1- Transforme no momento do "check up"
Quando querem, os bebês são muito pouco colaborativos. Por isso, aquele momento de tirar a caca do nariz pode ser um tormento. Aproveito para fazer isso quando a Malu está mamando. Nem sempre ela acha bonito, mas ainda é mais fácil do que em situações menos lactíferas. Também confiro as orelhas e o cabelo (que sempre tem algum nó).


2- Dá para aparar as mini-navalhas
Essa foi a que descobri mais recentemente. Andava há 2 dias em uma negociação frequente com a pequena para cortar as unhas, fazendo de tudo para que não houvessem berros. Uma bela tarde, ela chegou da creche, pediu para mamar e lá fui eu com a tesourinha, achando que não ia funcionar. Pois não é que deu certo? Cortei todas, ainda acertei e ela continuou fazendo o que tinha que fazer.


3- É mais fácil tentar um acordo
Muitas vezes, os bebês maiores mamam porque ficam entediados. Lembram-se assim do nada ou sentem certa saudade de nós. Naqueles dias em que estamos com pouca disponibilidade, vale tentar um acordo. Como eles já têm um grande poder de percepção, pode ser que funcione, não recusar, mas negociar.

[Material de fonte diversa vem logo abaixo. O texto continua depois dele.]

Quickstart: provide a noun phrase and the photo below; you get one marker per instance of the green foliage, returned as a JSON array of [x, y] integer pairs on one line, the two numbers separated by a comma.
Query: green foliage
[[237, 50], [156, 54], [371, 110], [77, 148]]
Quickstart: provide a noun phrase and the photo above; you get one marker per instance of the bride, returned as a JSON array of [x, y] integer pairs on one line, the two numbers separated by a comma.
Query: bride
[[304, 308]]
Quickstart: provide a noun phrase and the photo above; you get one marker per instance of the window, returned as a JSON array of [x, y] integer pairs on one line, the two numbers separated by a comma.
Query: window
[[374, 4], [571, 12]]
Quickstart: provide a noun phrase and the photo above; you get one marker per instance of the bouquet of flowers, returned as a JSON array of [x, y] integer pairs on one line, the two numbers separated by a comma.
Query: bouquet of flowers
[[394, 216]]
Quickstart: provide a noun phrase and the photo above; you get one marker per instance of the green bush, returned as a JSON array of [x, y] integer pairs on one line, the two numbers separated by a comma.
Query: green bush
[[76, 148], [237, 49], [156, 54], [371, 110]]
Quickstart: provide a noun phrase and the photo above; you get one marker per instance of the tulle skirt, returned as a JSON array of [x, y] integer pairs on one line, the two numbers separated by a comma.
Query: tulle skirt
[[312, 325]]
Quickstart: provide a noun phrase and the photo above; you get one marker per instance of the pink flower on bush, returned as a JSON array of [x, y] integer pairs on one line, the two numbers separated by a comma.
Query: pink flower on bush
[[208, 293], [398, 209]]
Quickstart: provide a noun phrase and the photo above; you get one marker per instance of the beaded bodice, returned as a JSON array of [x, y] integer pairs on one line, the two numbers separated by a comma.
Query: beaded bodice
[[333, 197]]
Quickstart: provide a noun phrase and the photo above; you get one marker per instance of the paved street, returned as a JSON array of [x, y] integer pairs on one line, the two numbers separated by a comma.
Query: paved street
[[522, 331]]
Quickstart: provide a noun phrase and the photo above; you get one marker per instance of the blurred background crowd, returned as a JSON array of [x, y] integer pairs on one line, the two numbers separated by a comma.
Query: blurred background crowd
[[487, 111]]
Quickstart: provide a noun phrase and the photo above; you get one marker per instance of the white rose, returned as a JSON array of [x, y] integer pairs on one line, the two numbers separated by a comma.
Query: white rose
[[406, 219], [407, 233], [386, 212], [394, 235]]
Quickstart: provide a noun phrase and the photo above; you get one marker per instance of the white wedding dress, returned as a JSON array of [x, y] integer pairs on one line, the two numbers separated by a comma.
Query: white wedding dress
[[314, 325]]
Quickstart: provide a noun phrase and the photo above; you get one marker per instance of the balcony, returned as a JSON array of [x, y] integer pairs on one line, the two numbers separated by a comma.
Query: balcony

Por exemplo, se a Malu tiver mamado há pouco tempo e pedir de novo, eu digo que a mimi está cansada. Ela pede para dar um beijo (<3 <3 <3) e vai brincar ou fazer outra coisa. Funciona sempre? Não, mas as chances de fazer-me compreender são maiores do que se eu dissesse à Malu com 5 meses que a maminha precisava descansar HAHAHAHA Ela ia entender, ia.

4- É engraçado
Vocês acham que não tem piada nenhuma um bebê grande mamando? Eu acho, gente, principalmente o jeito que eles arranjam de pedir. A Malu, quando quer mudar de um lado para o outro diz: ôta mimi! ôta! Se eu tento enganá-la de uma alguma forma, ela tem que ser mais enfática: cutuca a mama e diz "essa!". A primeira vez que isso aconteceu foi em uma noite particularmente difícil. Ela sentou-se na cama, cruzou os braços e falou altíssimo (tenho certeza que todos os vizinhos ouviram): ÔTA MIMIIIII! Que mau humor resiste à "ôta mimi"? Se nos faz rir, acaba por ser mais prazeroso que desgastante.


5- Se tudo der errado, tire selfies (ou brelfies)
E pronto. Você não conseguiu fazer o check-up, nem cortar as unhas, a criança não quis conversa? Vá tirar umas selfies nesse tempo livre! Aposto como só tem fotos do bebê entupindo a memória do smartphone, não é? Já que tem que ficar sentada ali mesmo esses minutos, vale se permitir " a ousadia". Eu sou adepta, tanto da versão selfie, como da brelfie (que foi o raio do nome que inventaram para as fotos que tiramos enquanto damos de mamar).

Selfie sim, e se reclamar vai ter brelfie também!